2003年03月02日 | 「Weekly 読書感想」
 これは現役の記者が下血から直腸癌を発見、入院、手術してストマとして生還するまでの闘病と家族の物語。患者である記者志良堂(“しらどう”と読みます)氏自ら同時並行的に新聞に掲載し大きな反響を呼んだ。私も当時の連載を読んで強い衝撃と深い感動を受けた。世にガン闘病記は多いけれどここでとくに取上げたのは格別の理由があります。

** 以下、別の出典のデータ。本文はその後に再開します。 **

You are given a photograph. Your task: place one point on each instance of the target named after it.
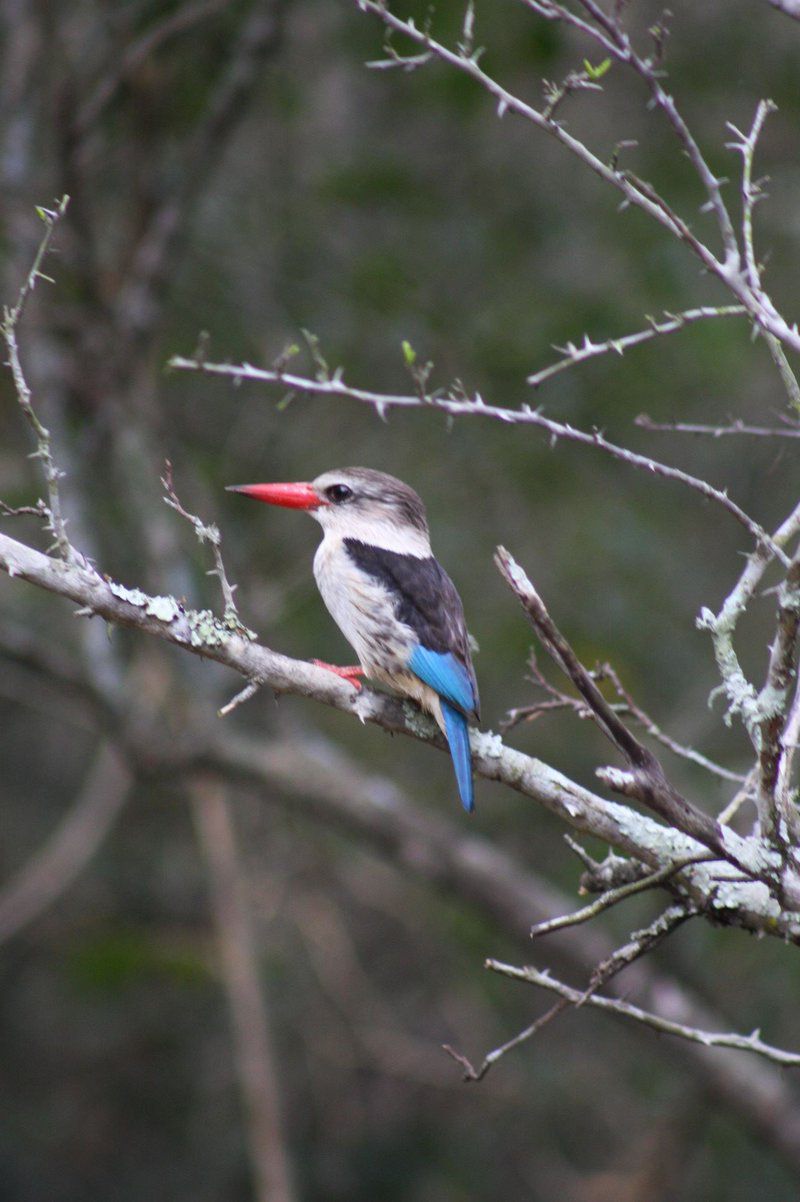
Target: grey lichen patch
(744, 896)
(231, 622)
(487, 743)
(163, 608)
(206, 629)
(133, 596)
(416, 721)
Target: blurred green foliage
(381, 208)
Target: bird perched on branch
(390, 599)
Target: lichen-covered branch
(750, 900)
(752, 1042)
(57, 523)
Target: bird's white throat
(375, 531)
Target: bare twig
(645, 778)
(465, 406)
(613, 897)
(672, 323)
(716, 432)
(201, 634)
(639, 944)
(752, 1042)
(208, 533)
(57, 522)
(751, 192)
(560, 701)
(777, 817)
(491, 1058)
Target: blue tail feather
(458, 737)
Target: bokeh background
(236, 168)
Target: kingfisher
(394, 604)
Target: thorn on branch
(210, 534)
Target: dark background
(368, 207)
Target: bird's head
(356, 503)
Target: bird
(389, 596)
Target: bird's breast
(364, 611)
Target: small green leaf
(598, 71)
(409, 353)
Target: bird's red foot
(350, 673)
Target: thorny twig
(207, 533)
(670, 325)
(634, 191)
(716, 432)
(751, 192)
(560, 701)
(465, 406)
(645, 778)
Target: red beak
(291, 497)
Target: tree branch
(465, 406)
(207, 636)
(752, 1042)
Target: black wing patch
(425, 599)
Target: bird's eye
(338, 493)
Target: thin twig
(466, 406)
(472, 1073)
(639, 944)
(716, 432)
(777, 819)
(589, 350)
(751, 192)
(740, 692)
(634, 191)
(645, 780)
(752, 1042)
(652, 729)
(583, 810)
(208, 533)
(57, 522)
(613, 897)
(252, 1043)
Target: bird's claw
(348, 673)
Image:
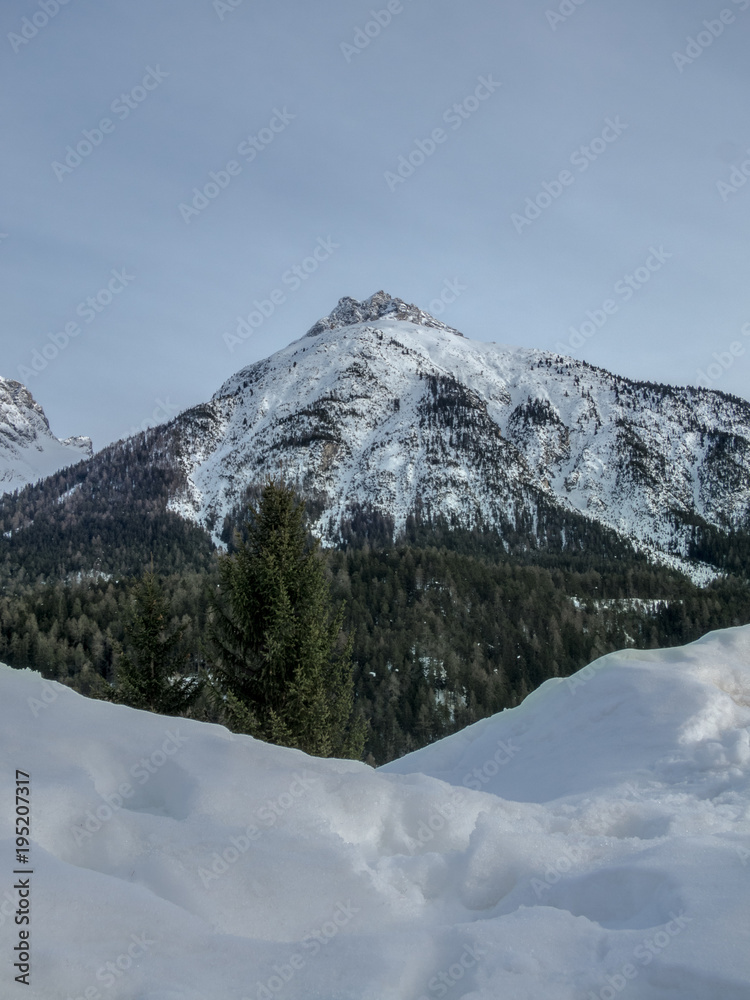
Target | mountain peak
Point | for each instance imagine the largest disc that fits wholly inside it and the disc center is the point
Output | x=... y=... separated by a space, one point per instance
x=350 y=311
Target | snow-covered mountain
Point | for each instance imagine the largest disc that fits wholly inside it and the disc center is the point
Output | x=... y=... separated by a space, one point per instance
x=380 y=406
x=592 y=843
x=28 y=449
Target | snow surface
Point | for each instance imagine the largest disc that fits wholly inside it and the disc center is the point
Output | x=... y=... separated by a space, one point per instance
x=594 y=842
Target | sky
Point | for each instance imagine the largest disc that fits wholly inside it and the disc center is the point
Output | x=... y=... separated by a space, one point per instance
x=567 y=175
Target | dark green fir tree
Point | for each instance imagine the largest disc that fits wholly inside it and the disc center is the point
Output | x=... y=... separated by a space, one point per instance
x=149 y=670
x=278 y=657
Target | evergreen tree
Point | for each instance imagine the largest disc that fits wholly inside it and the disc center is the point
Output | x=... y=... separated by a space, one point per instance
x=148 y=674
x=276 y=640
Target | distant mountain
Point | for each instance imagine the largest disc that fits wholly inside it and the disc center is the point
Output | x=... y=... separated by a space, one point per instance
x=381 y=413
x=28 y=449
x=382 y=407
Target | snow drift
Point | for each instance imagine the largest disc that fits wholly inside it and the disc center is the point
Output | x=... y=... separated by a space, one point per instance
x=594 y=842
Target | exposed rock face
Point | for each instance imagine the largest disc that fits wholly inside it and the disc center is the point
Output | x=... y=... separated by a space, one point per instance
x=28 y=449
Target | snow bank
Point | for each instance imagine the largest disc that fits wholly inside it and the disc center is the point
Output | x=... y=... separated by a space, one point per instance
x=594 y=842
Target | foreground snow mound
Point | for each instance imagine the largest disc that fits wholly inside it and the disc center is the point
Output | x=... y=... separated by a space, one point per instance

 実は記事の迫真性だけでなく著者の志良堂さんは高校、大学、学部、就職先、職種とすべて私の後輩という奇縁。さらに書中献身的な看病姿が描かれている妹さんが東京で私の飲み仲間だった。「あれ私の兄よ!」と云われた時には驚いた。めったにない珍しい姓にもかかわらず本書を話題にするまで兄妹とは気付かなかった。

 著者の志良堂記者は現在記者として職場に復帰し、多くのガン罹病者とストマの方々に大きな勇気を与えている。沖縄出張の際、時折職場に訪ね歓談します。妹さんはお兄さんの回復を見届けた現在、以前から魅せられていたイタリアに滞在しエンジョイしている。思い出したようにイタリア便りのメールが届く。